“The indie artist is the alley cat of Athens.”
So says singer Lera Lynn, an Athens resident and former lead vocalist of Birds & Wire, a pop outfit that garnered quite a bit of attention from the locals. Lynn ultimately struck out on her own in the seemingly saturated music town, which she sees as a perfect setting for nurturing musical creativity.
“Those musicians showed me that I can do this if I want it badly enough. Moreover the sense of community is very strong in Athens. Everyone is related musically by at least one degree, seemingly. There’s a sense that we’re all in this together, at least in my head. The town is littered with venues and people are dying for an excuse to host events so there are ample opportunities to perform.”

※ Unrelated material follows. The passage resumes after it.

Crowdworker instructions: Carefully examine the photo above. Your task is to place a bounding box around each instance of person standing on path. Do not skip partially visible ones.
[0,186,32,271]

Athens is a long way from Lynn’s hometown of Houston, where she lived with her family until she was about 12. “In search of work, my parents made their way east and finally settled in the suburbs of Atlanta. Though my time living in Texas was short, I’m amazed at how much I still connect with the western sound. That must have always been present in the music my parents played around the house, along with Appalachian sounds.”
In momma’s footsteps
Another part of her current affinity for music comes from her talented mom. “My mother used to sing in rock and country bands when I was a child. She would practice at our house through a PA and I would stand beside her, singing along, into my hairbrush. It was always a part of life in our house. As I grew into a teenager, music became an escape from the occasional hostility that unfolded at home. Those experiences have shaped just about everything in my life in some way, and I can finally say now, for the better.”

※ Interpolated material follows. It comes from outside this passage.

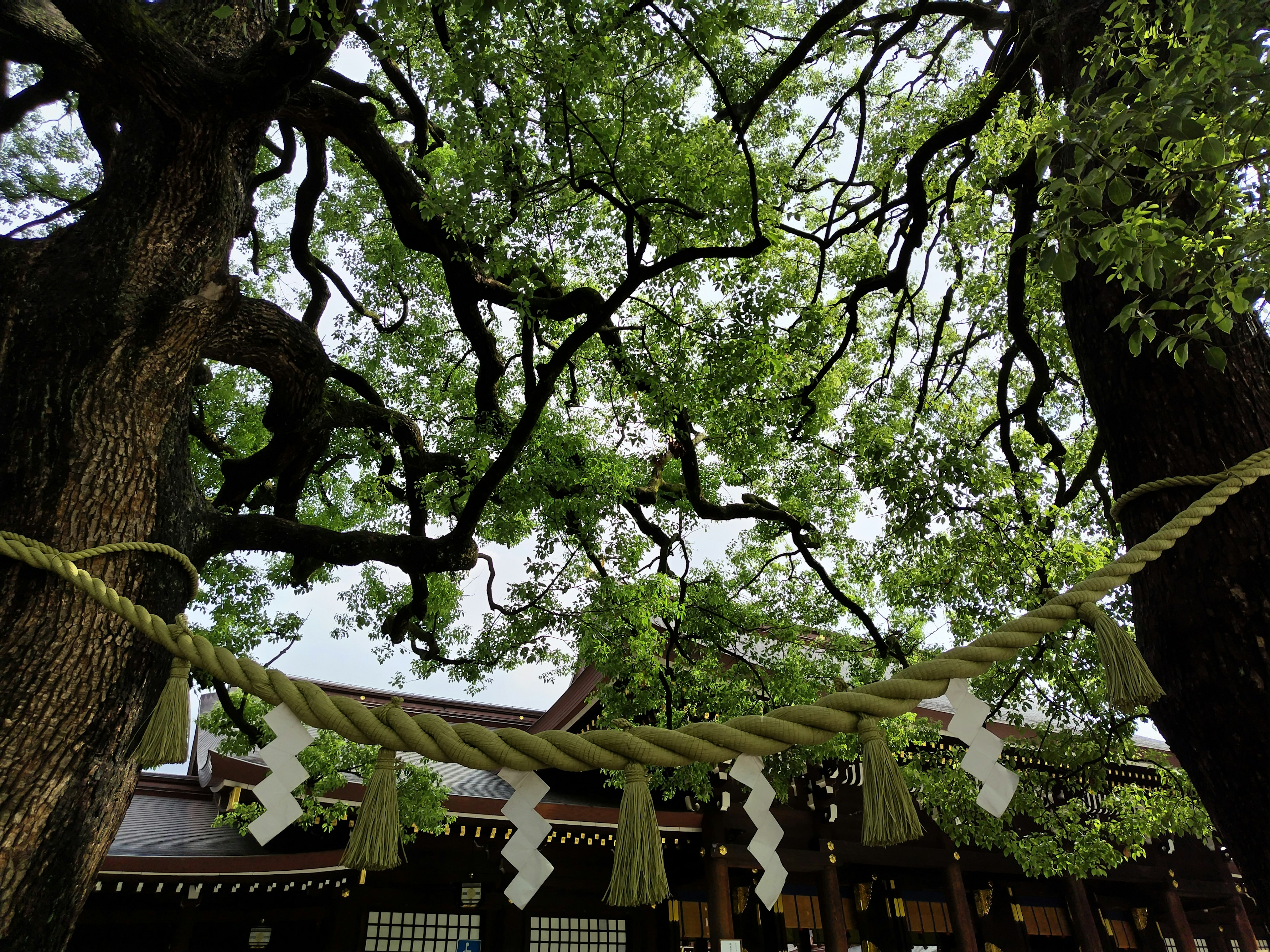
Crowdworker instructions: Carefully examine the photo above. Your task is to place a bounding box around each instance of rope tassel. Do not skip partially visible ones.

The ability to create music comes from a number of sources, as the combination of the known becomes the new. Lynn’s early influences blended well with the exposure to the unique and innovative music in Athens. “Living [here] has also exposed me to a plethora of styles and approaches. It’s interesting to step back and notice all the influences you’ve picked up over the years; they always end up being nuances that you once loved but thought you’d almost forgotten and there they are, part of you. Perhaps what I’ve noticed most lately are the differences between eastern and western country music. I definitely identify with both equally and try to twist them into the same braid.”

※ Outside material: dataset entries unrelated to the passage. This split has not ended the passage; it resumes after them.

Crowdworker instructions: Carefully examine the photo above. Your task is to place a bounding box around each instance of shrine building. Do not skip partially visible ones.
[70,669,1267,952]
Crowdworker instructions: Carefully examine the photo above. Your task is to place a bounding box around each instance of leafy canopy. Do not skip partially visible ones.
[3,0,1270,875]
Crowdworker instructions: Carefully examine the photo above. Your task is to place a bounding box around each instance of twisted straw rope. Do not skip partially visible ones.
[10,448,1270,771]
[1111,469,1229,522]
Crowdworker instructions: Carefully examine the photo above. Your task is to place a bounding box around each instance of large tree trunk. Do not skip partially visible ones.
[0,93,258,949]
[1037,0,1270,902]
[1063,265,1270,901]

In addition to the ephemeral “Athens Sound” Lynn has been greatly affected by many Georgia artists as well. “Part of Georgia’s music culture that influenced me later in life is soul. One of my all-time favorite musicians, Ray Charles is from Georgia, as is Otis Redding. That definitely makes the third cord in my braid.”
Making an impression
Lynn’s current work tends to be a bit more on the country/folk side of the fence, but still does not stray as far from Birds & Wire as one might expect. Her light vocal style may seem a bit airy at times, and comparisons to Gillian Welch and Nanci Griffith aren’t too far off base. But she has a dark sense of humor that permeates a lot of the material, and can also belt out a honkytonk heartbreaker with the best of them. For example, her gender-bending “Good Hearted Man” could just as easily have been a hit (minus the profanity) for that other Lynn—Loretta, in her heyday.
With recent successful endeavors such as winning the 2011 Merlefest Chris Austin Songwriting Contest in the country category and the Independent Music Vox Populi Award for best alt.country song, Lynn is making an impression on people involved in the Americana scene, which leaves her a little nonplussed. “If it helps people to categorize things, then I say go for it. But personally, I’m indifferent to genre at this point.” Lynn’s winning song at both Merlefest and the IMA was “Bobby, Baby,” a gothic biographical ode to her late father. The Merlefest song award has been a real boon for her.
“Ben Lewis, who plays guitar in my band, encouraged me to sign up for the contest. I thought, ‘What the hell, why not?’ To my surprise I made it to the final phase of the competition, and we set off for Merlefest. We were treated like royalty. It was such a blast. When they announced that my song had won, all I wanted to do was run out to the moon bounce they had set up and bounce my brains out! Winning that contest has given me credibility as a songwriter. They think that maybe you really do have something worthwhile. It’s a nice feather in the ol’ cap.”
Upon listening to her work, one can’t help but notice the maturity and precision in Lynn’s songwriting. Her songs tell rich and sometimes discomforting stories, in a very authentic and convincing way. It is a task she finds somewhat natural and spontaneous.
“Songwriting is never a calculated or routine process for me,” she observes. “I generally write alone, though I’ve been trying to collaborate more lately. Ideas often come to me randomly and I scramble for a piece of paper or my phone recording app to get it down before I forget it. I’ve written at least six songs while sitting on stairs. Who knows why? At least once a week, in waking, I will dream I’m playing an entire song, fully fleshed out with the band, and I’ll think, ‘remember this… I’ve got this… just a few more minutes of sleep…’ Of course I rarely remember it once I’m awake.”
Sadly, we can only speculate on those lost tunes.